Personal information
- Full name: Arghus Soares Bordignon
- Date of birth: 19 January 1988 (age 37)
- Place of birth: Alegrete, Brazil
- Height: 1.89 m (6 ft 2 in)
- Position(s): Centre-back

Youth career
- 2000–2002: Grêmio
- 2005: Atlético Paranaense
- 2007: Juventude
- 2007: → Reggina (loan)

Senior career*
- Years: Team / Apps / (Gls)
- 2009: Brasil de Pelotas / 1 / (0)
- 2009–2011: SE River Plate / 4 / (1)
- 2011–2015: Maribor / 65 / (7)
- 2015–2018: Braga / 8 / (0)
- 2016–2017: → Excelsior (loan) / 1 / (0)
- 2017: → Braga B / 4 / (1)
- 2018–2019: Panetolikos / 29 / (2)
- 2019–2020: Académica / 15 / (0)
- 2020–2021: Casa Pia / 9 / (0)

= Arghus =

Brazilian footballer (born 1988)

Arghus Soares Bordignon (born 19 January 1988), known as simply Arghus, is a Brazilian football centre-back.

==Club career==
After a series of short spells with various Brazilian and European clubs, Arghus signed a three-year contract with Slovenian club Maribor in 2011. Between December 2011 and May 2012, Arghus was sidelined due to injury and returned on the football pitch in late May 2012 as a substitute in a match against Mura 05, scoring a goal just several minutes later.

On 4 August 2016, he signed for Excelsior on a one-year loan deal.

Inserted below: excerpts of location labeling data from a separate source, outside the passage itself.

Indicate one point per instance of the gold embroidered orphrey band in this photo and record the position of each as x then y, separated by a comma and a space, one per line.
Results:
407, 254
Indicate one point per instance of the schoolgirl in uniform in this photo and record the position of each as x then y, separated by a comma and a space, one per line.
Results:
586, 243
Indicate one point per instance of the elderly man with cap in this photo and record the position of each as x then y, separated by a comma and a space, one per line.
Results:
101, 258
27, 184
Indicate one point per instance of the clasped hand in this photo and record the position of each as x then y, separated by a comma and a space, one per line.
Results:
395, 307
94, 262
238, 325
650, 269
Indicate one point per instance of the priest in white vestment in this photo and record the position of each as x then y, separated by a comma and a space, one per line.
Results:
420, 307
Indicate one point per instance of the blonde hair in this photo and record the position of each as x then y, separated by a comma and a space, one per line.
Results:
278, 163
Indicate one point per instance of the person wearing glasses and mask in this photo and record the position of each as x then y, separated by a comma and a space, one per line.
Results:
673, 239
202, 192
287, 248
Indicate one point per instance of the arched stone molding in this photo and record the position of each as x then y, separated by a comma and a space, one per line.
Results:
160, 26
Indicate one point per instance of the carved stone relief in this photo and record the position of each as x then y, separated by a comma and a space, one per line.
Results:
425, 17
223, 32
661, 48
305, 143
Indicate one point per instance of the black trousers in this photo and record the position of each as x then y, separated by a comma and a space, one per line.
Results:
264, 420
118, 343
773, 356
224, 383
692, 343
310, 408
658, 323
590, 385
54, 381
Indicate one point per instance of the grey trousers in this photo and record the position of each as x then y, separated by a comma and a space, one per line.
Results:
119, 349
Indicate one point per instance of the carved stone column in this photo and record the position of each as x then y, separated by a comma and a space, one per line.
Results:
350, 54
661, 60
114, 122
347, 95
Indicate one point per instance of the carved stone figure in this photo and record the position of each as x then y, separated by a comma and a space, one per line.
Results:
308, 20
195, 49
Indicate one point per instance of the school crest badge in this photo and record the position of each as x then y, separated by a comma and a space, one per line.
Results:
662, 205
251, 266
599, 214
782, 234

On 26 January 2018, Panetolikos officially announced their deal with Arghus, who was released from Braga for an undisclosed fee. He signed a contract until the summer of 2019. His first goal came on 25 February 2019, in a 1–0 home win against PAS Giannina. Two weeks later, he opened the score in a 5–0 home win against Panionios.

==Honours==
- Maribor
- Slovenian PrvaLiga (4): 2011–12, 2012–13, 2013–14, 2014–15
- Slovenian Cup (2): 2011–12, 2012–13
- Slovenian Supercup (3): 2012, 2013, 2014

- Braga
- Taça de Portugal (1): 2015–16

==Personal life==
Unlike many Brazilian men's footballers, who lived and played football on the streets, Arghus had a better life as a child, living in a small and quiet town. His mother was a Portuguese language professor and his father a policeman. He also has a younger brother who is involved in football. Arghus is multilingual, speaking three languages fluently: Portuguese, Spanish and Italian. He is married to a long-time girlfriend and childhood friend, Amanda. Arghus holds a dual citizenship of Brazil and Italy.